Hücre Çekirdeğindeki Haberleşme ve Ulaşım

 

Bilindiği gibi, hücre çekirdeği, tüm fiziki özelliklerimizin en ince ayrıntısına kadar kodlu olduğu bilgi bankasını yani DNA molekülünü barındırır. Hücre içindeki pek çok işlem de DNA'daki bilgilere göre yürütülür. Dolayısıyla hücre çekirdeği ile sitoplazma ve diğer organeller arasında her an yoğun bir protein trafiği söz konusudur. İşte bu trafik ve haberleşme de harika bir şekilde, tam olarak hücrenin ihtiyaçlarını karşılayacak şekilde düzenlenmiştir.

Hücre çekirdeği diğer organellerden farklı olarak, çift taraflı bir zarla sarılıdır. Bu zar üzerinde proteinlerin giriş çıkış yaptıkları geçiş kompleksleri bulunur. Bunlara geçiş kanalı değil de geçiş kompleksi denmesinin nedeni, sahip oldukları özel yapıdan kaynaklanır. İşte bu özel sistem sayesinde, RNA ve DNA gibi nispeten büyük molekül grupları geçiş yapabilir; transfer sırasında, protein ve moleküllerin hassas yapıları da herhangi bir zarar görmez. Geçiş kompleksi tam açıldığında, diğer organellerdeki kanalların 10 katı büyüklüğüne ulaşır. Araştırmalar her geçiş kompleksinden saniyede 10 giriş ve 10 çıkış yapıldığını göstermektedir.59 Bilimsel çalışmaların ortaya koyduğu diğer bir gerçek de proteinlerin hücre çekirdeğine giriş çıkışlarının "karyopherin" denilen bir rehberin aracılığıyla gerçekleştirildiğidir. Farklı türleri olan bu özel rehber, proteinlere bağlanarak onları geçiş kompleksine yönlendirir. Ayrıca değişik protein ve enzimler de transfer operasyonunda görev alırlar.

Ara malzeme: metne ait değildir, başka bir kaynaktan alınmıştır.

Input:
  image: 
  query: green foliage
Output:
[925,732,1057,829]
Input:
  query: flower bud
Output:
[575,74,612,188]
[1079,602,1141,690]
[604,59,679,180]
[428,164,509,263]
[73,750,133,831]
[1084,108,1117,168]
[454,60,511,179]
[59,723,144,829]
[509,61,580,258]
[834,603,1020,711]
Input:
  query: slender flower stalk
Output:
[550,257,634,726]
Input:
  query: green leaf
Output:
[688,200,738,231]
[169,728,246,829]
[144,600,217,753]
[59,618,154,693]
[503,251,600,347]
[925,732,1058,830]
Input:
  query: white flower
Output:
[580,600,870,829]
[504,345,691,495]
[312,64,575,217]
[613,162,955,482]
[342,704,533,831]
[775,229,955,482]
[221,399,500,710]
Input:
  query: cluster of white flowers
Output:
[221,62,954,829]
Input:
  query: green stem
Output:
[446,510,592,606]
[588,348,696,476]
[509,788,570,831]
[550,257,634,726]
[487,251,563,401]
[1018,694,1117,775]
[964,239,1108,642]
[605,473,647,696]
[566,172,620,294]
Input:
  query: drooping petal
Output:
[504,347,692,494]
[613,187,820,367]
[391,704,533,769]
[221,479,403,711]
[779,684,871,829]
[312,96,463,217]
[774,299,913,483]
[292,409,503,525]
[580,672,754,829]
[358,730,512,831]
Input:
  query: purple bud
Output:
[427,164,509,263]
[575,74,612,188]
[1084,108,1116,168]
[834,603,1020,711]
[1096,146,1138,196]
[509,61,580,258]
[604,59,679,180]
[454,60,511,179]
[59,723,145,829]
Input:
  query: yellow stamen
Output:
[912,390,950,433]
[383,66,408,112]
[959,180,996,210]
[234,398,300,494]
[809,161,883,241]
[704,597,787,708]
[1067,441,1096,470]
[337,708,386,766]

Protein transferindeki içiçe geçmiş olağanüstü karmaşık sistem evrimci bilim adamlarını bir kere daha çaresizliğe düşürmektedir. Öyle ki Prof. Günter Blobel bu yapıdaki kompleksliği, "geçiş kompleksindeki transfer mekanizmalarının detayları hala bilinmiyor"60 şeklinde itiraf etmektedir. Örnek olarak iletişimi kuran ve geçişi yönlendiren karyopherini ele alalım; sadece bu parçacığın anlaşılan fonksiyonları üzerine yazılmış bilimsel makaleler binlerce sayfadır. Tek bir parçacıktaki olağanüstü tasarım, yaratılışın apaçık bir göstergesidir. Farklı özellikler ve yapılara sahip birçok rehber parçacığın var olduğu da dikkate alınırsa, Allah'ın sonsuz ilmiyle herşeyi kuşattığı daha iyi anlaşılır.